Iran crisis: US to apply fresh oil sanctions
US President Barack Obama has approved the introduction of fresh sanctions on buyers of Iranian oil.
In a statement, Mr Obama said US allies boycotting Iranian oil would not suffer negative consequences because there was enough oil in the world market.
The move would allow the US to take measures against foreign banks that still deal with Iranian oil.
Iran is facing international pressure to address concerns over its nuclear enrichment programme.
Western countries suspect Iran of attempting to develop a nuclear weapon. Iran insists the programme is purely peaceful.
Mr Obama said in a statement that he would continue to monitor the global market closely to ensure it could handle a reduction of oil purchases from Iran.
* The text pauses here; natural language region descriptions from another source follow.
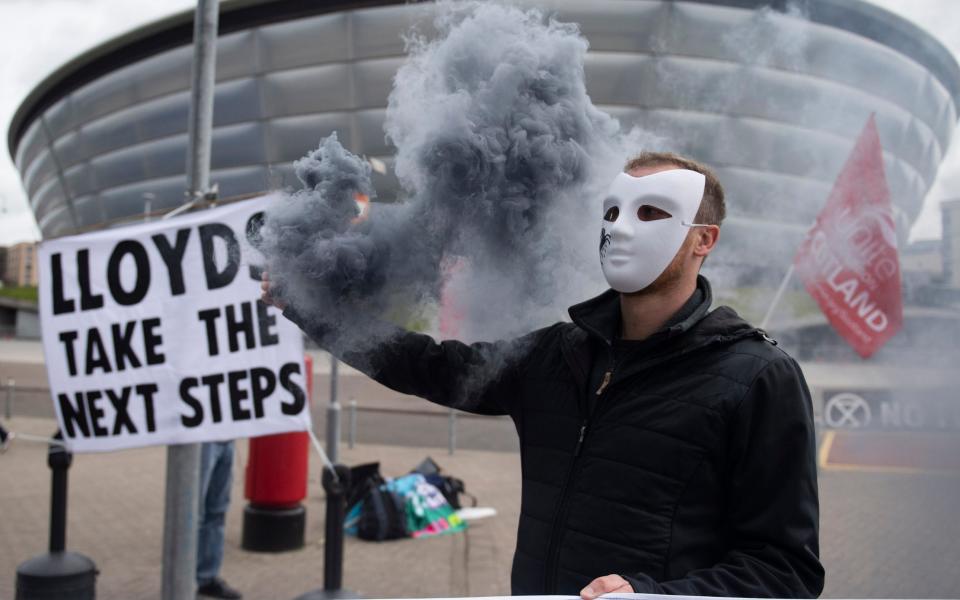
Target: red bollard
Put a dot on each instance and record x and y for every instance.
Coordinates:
(276, 483)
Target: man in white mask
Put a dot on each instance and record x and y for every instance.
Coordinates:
(665, 448)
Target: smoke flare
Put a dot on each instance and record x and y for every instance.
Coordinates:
(499, 154)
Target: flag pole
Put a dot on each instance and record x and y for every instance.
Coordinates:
(178, 569)
(777, 297)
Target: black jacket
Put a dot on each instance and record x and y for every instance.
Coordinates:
(692, 473)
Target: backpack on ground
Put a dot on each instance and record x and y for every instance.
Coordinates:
(381, 514)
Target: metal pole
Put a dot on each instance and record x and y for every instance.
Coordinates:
(59, 460)
(352, 433)
(333, 413)
(8, 408)
(335, 483)
(776, 298)
(181, 508)
(452, 432)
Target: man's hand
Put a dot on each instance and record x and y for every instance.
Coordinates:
(606, 585)
(265, 292)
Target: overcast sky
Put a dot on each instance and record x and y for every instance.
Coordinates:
(37, 36)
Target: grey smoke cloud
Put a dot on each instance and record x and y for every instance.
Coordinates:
(499, 152)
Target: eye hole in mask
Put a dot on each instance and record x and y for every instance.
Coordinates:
(652, 213)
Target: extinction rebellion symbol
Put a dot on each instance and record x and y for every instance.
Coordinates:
(847, 411)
The US president was required by a law he signed in December to determine by 31 March whether the market allowed countries to "significantly" cut their purchases from Iran.
A statement from the White House acknowledged that "a series of production disruptions in South Sudan, Syria, Yemen, Nigeria and the North Sea have removed oil from the market" in the first months of 2012.
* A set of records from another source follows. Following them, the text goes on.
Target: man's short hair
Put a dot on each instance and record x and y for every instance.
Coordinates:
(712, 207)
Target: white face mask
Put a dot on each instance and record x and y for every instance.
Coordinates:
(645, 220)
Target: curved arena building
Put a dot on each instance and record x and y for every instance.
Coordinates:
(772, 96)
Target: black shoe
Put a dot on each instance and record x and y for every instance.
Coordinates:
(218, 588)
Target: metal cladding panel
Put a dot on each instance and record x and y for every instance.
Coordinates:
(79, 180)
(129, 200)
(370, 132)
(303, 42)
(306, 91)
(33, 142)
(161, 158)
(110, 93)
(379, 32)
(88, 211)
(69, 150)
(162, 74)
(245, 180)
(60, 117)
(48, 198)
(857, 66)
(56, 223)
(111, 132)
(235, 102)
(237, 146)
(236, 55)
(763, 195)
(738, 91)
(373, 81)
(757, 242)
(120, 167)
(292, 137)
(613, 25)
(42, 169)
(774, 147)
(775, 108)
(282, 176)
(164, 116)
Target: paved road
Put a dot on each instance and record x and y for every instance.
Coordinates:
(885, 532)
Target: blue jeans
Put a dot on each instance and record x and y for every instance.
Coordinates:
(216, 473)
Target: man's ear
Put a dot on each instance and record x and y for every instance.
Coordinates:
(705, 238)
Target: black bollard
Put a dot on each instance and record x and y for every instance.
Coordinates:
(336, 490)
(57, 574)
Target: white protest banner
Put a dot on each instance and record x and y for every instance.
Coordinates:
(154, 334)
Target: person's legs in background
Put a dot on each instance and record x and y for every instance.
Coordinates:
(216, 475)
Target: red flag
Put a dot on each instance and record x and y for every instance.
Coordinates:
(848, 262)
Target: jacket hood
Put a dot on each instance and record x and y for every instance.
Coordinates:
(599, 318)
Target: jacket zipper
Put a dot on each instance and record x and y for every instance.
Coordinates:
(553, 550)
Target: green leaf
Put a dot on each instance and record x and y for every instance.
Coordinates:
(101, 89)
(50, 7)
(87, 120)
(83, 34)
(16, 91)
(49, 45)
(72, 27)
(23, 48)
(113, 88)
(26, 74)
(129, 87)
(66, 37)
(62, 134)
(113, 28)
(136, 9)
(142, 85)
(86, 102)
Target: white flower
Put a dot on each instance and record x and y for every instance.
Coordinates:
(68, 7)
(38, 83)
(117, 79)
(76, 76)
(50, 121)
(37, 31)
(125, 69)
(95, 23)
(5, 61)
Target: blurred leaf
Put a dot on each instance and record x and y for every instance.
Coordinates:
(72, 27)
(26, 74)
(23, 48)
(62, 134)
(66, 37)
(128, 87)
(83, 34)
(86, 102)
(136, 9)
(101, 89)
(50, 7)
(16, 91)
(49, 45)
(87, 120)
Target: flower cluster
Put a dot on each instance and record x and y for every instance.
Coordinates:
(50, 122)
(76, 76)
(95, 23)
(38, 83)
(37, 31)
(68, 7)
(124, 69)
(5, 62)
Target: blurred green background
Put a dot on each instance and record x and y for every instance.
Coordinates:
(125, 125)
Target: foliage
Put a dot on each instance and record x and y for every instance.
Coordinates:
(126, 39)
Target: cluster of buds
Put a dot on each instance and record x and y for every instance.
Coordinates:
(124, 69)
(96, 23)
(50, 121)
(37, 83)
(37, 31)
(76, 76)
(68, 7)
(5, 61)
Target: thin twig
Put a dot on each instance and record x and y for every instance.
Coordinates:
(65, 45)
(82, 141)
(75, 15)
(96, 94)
"Nonetheless, there currently appears to be sufficient supply of non-Iranian oil to permit foreign countries to significantly reduce their import of Iranian oil," the statement says.
"In fact, many purchasers of Iranian crude oil have already reduced their purchases or announced they are in productive discussions with alternative suppliers."
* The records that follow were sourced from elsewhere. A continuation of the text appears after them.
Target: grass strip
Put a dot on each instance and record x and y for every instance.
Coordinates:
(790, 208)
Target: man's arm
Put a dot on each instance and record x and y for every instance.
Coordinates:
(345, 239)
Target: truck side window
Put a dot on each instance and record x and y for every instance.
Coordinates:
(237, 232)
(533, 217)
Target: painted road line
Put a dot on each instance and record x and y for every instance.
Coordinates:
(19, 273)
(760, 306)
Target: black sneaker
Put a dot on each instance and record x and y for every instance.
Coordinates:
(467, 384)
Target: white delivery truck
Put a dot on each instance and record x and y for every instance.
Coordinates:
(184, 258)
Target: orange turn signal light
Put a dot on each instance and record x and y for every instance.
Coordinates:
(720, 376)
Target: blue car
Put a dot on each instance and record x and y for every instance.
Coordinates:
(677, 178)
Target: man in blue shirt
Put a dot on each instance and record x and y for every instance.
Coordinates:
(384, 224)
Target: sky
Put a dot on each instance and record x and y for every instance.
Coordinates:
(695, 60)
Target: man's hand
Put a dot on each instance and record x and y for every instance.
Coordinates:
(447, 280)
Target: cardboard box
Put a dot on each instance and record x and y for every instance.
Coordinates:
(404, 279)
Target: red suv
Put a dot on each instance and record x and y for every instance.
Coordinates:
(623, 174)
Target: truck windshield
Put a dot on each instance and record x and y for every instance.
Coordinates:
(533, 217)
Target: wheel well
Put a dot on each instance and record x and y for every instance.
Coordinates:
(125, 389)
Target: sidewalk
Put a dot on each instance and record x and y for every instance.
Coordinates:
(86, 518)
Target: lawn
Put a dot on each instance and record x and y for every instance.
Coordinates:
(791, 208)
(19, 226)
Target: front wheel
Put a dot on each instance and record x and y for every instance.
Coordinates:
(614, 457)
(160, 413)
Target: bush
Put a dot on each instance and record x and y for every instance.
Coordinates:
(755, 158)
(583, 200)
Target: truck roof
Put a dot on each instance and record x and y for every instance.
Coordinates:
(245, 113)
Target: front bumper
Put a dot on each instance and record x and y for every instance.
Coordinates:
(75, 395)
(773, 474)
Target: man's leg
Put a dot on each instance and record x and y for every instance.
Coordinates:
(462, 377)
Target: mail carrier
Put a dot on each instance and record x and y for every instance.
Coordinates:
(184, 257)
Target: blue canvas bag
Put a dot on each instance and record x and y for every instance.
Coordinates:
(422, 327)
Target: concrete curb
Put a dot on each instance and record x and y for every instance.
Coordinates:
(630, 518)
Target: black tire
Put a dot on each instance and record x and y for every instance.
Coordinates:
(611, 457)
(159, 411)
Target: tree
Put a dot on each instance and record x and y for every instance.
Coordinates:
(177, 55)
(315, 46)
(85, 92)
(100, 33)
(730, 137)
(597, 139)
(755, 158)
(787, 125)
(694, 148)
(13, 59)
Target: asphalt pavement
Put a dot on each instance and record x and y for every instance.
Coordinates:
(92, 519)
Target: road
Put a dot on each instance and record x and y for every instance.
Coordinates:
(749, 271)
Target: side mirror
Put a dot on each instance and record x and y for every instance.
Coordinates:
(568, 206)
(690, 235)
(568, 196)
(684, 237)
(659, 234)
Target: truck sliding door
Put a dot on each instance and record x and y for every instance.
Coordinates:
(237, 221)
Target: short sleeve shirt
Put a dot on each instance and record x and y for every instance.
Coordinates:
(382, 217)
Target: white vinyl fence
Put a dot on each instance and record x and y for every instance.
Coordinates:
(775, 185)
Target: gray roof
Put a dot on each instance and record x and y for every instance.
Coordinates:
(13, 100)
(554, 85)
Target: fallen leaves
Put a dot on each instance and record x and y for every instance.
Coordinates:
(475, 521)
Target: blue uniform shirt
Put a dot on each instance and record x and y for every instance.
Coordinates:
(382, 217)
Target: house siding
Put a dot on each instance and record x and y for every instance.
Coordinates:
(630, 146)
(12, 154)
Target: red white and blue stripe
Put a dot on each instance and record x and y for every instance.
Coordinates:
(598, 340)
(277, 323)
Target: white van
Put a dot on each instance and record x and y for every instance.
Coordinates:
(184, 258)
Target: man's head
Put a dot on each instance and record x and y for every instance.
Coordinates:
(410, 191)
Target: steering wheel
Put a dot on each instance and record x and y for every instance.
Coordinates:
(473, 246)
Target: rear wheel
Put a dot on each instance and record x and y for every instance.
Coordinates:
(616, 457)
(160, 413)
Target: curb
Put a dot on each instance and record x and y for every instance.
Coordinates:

Under the law signed in December, countries have until 28 June to show they have significantly reduced the amount of crude oil they purchase from Iran or face being cut off from the US financial system.
Earlier this month, the US gave exemptions from the sanctions to Japan and 10 EU countries which have reduced their imports of Iranian oil.
The new measures will put pressure on other heavy importers of Iranian oil such as South Korea, India, China, Turkey and South Africa.
"Today, we put on notice all nations that continue to import petroleum or petroleum products from Iran that they have three months to significantly reduce those purchases or risk the imposition of severe sanctions on their financial institutions," Senator Bob Menendez, who co-authored the sanctions legislation, told the Associated Press.
This is the latest in a series of gradual moves designed to put pressure on Iran over its nuclear programme.
An EU oil embargo also comes into effect in June.
Turkey announced on Friday that it would be cutting oil imports from Iran by 20%.
US officials have refused to speculate on the likely impact on global oil prices of the latest move.
Correspondents say mounting pressure on Iran to make concessions over its nuclear programme has already been cited as one of the factors behind recent oil price rises, including a sharp rise in the price of petrol in the US.
The BBC's Mark Mardell in Washington says Friday's move is a significant tightening of the screw because it means, in theory, that if a company or country tries to buy oil from the Iranian central bank then it could face being cut off from the US banking system.
But, he says, the US has had to make exceptions to countries like Japan, who have already made moves to cut back, reflecting the reliance of countries on Iranian oil.
And other big consumers, he says, like China and India, get round the sanctions by bartering wheat and soybeans for oil.